Dans l’angle mort de la justice routière, monsieur-madame tout le monde et les cyclistes

Intersection où s'est produit l'accident. l'automobiliste venait du haut de la côte

(17/11/25, mis à jour le 16/12/25) Depuis le début de l’année 2025, deux cyclistes ont perdu la vie sur les routes de la Vienne. La seconde victime a été percuté mortellement par un automobiliste sur la D15 à Saint-Jean-de-Sauves en août dernier. Les accidents mortels des cyclistes hors agglomération sont plus nombreux qu’en ville. Leur description s’arrête, le plus souvent, aux compte-rendus de la presse locale. Pour tenter de mieux comprendre, nous nous sommes intéressés à celui survenu à Saint-Jean-de-Sauves. 

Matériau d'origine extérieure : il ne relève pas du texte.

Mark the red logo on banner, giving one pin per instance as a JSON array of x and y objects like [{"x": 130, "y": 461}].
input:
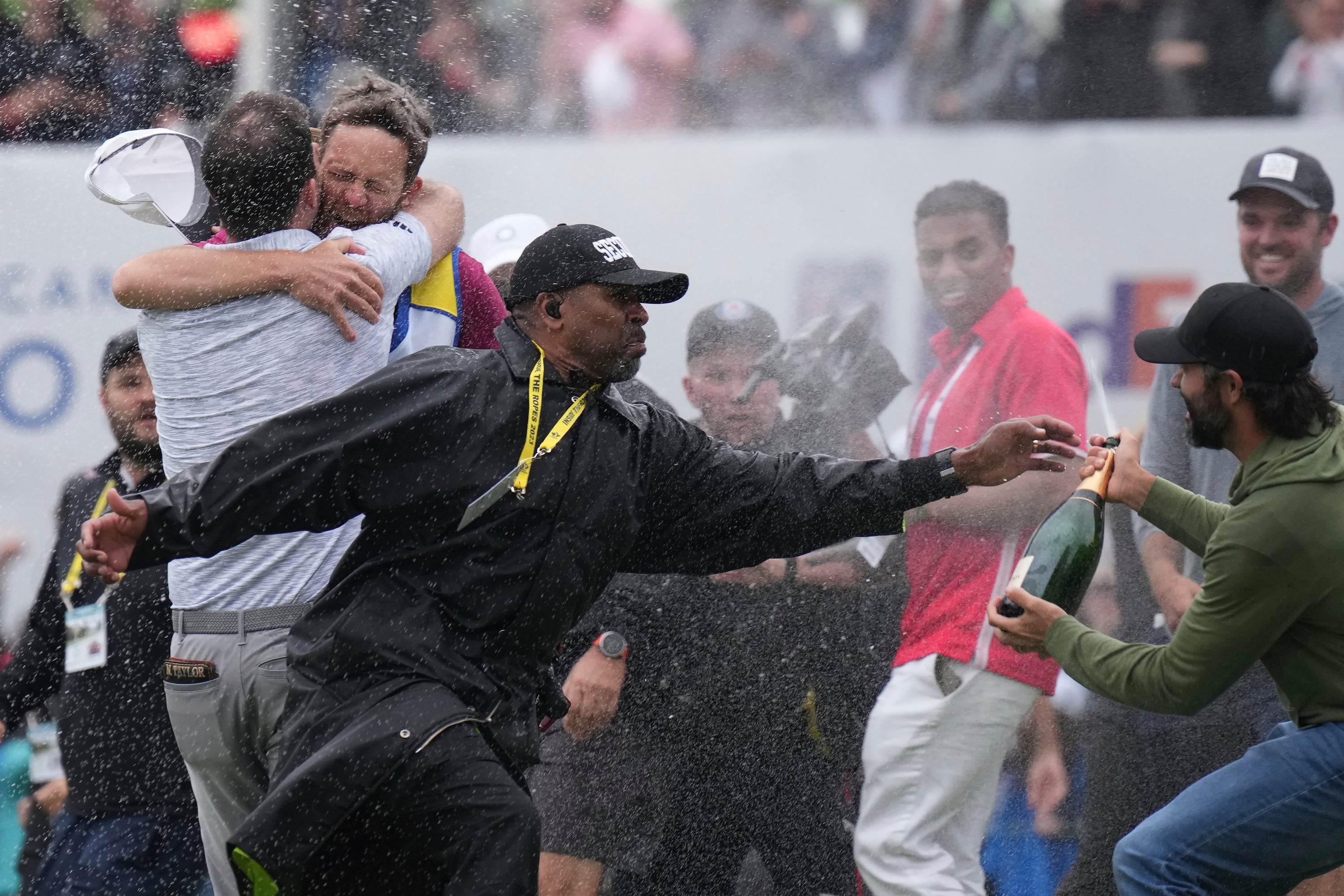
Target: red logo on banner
[{"x": 1136, "y": 306}]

Un cycliste tué sur la route à Saint-Jean-de-Sauves

Dimanche 10 août 2025, dans la Vienne, Stéphane Devant a été percuté à vélo par un automobiliste sur la D15 à Saint Jean-de-Sauves. Le chauffeur effectuait le dépassement d’un autre véhicule. Le cycliste précédé d’un autre cycliste se préparait à tourner à gauche sur la petite route qui mène à Monteil. Propulsé dans les airs par un choc violent, il est mort de ses blessures.

Au bord de la D15, l'hommage à Stéphane Davant le cycliste tué sur la route le 10 août 2025 à Saint Jean-de-Sauves
Au bord de la D15, l’hommage à Stéphane Devant le cycliste décédé le 10 août 2025 à Saint Jean-de-Sauves

Dans son compte-rendu de l’accident le 11 août, la Nouvelle République précise que le conducteur à l’origine de l’accident a été placé en garde à vue et que les tests d’alcoolémie et de stupéfiants se sont révélés négatifs. Selon les gendarmes « l’homme roulait potentiellement à une vitesse excessive ». (La photographie du l’intersection où a eu lieu l’accident figure en tête de l’article)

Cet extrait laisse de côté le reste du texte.